Aiana Freitas
Do UOL, em São Paulo
Compre Batom!”, dizia uma menina, olhando diretamente para a câmera, “hipnotizando” os telespectadores para que eles comprassem chocolate para seus filhos. “Eu tenho, você não tem”, desdenhava um menino na TV, mostrando a tesoura escolar com desenho do Mickey Mouse. Na embalagem de outro produto, crianças apareciam com chocolates em formato de cigarros na boca.
Comerciais como esses, que fizeram sucesso no passado, dificilmente seriam divulgados hoje em dia impunemente. Em diferentes pontos do país, proliferam iniciativas que têm por objetivo limitar o uso da propaganda e da oferta de brindes para crianças.
Os defensores da ideia dizem que as crianças têm o comportamento fortemente influenciado pelos comerciais, que podem até levar à obesidade. Os críticos, por outro lado, argumentam que cabe aos pais orientar seus filhos.
Leis limitam venda de lanche com brindes
Uma lei municipal que está em vigor no Rio de Janeiro proíbe a venda de lanches com brinquedos, prática comum nas redes de fast-food. Uma lei semelhante foi aprovada em Florianópolis (SC), mas não vem sendo cumprida porque as empresas foram beneficiadas por um mandado de segurança concedido por um juiz da vara da Fazenda Pública.
Em São Paulo, o governador Geraldo Alckmin (PSDB) vetou, na semana passada, um projeto que proibia a publicidade, para crianças, de alimentos e bebidas com poucos nutrientes e muito sódio, gordura e açúcar. O mesmo projeto previa, também, o fim da venda de lanches com brindes. As assessorias jurídica e parlamentar do governador haviam recomendado o veto, dizendo que cabe à União legislar sobre o tema.
Outro projeto, já aprovado pela Assembleia Legislativa do Estado de São Paulo, e que ainda será analisado pelo governador do Estado, proíbe a venda não só de lanches, mas de qualquer tipo de alimentos ou bebidas com brindes.
“Ao oferecer brinde à criança, a empresa se aproveita da vulnerabilidade infantil, porque ela não tem capacidade de responder a um apelo assim da mesma forma que um adulto”, diz Pedro Hartung, assessor jurídico do Instituto Alana, ONG que defende os direitos das crianças.
Agências de publicidade defendem autorregulamentação
Publicitários argumentam que o setor já vem mudando a forma de se dirigir ao público infantil e que leis regionais não podem tratar do assunto, que deve ser discutido no âmbito federal.
Essa tese é amparada por especialistas, como o advogado Eduardo Arruda Alvim, sócio do escritório Arruda Alvim & Thereza Alvim Advocacia e Consultoria Jurídica.
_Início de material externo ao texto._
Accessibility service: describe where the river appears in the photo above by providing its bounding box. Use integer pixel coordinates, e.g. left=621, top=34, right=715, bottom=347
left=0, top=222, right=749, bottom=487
Segundo ele, como se trata de uma questão que envolve o direito do consumidor, ela é de competência da União.
“A proibição tem apelo porque o problema da obesidade é real. Mas já temos uma lei que regula muito bem as relações de consumo no Brasil, que é o Código de Defesa do Consumidor. Os detalhes devem ser tratados pela autorregulamentação”, defende o vice-presidente executivo da Associação Brasileira de Anunciantes (Aba), Rafael Sampaio.
Ele diz ainda que as empresas têm mudado o tom da comunicação dirigida às crianças para se adaptar à nova realidade de consumo do país. Sampaio cita o exemplo de uma determinação recente do Conselho Nacional de Autorregulamentação Publicitária (Conar), que proíbe crianças de participar de ações de merchandising na televisão.
´Excessos´ do passado foram deixados de lado
O consultor jurídico da Associação Brasileira de Agências de Publicidade (Abap), Paulo Gomes de Oliveira Filho, diz que “excessos” cometidos no passado foram deixados de lado.
Ele cita o exemplo da propaganda que mostrava crianças espalhando bilhetes pela casa com um pedido: “Não esqueça a minha Caloi”. Iniciativa parecida teve a Danone quando mostrou crianças cantando “Me dá Danoninho”, nos anos 80 e 90.
“A criança era induzida, na propaganda, a pedir para o pai comprar alguma coisa para ela. Hoje não é mais assim. Numa propaganda de brinquedo, por exemplo, a criança nem olha para a câmera, só aparece brincando”, diz Oliveira Filho.
O consultor da Abap também exime a publicidade de toda a responsabilidade sobre os hábitos alimentares das crianças. “A propaganda não causa obesidade em ninguém. O que não pode haver é o consumo exagerado. E, nesse sentido, a primeira orientação deve vir dos pais. A criança precisa saber ouvir ´não´.”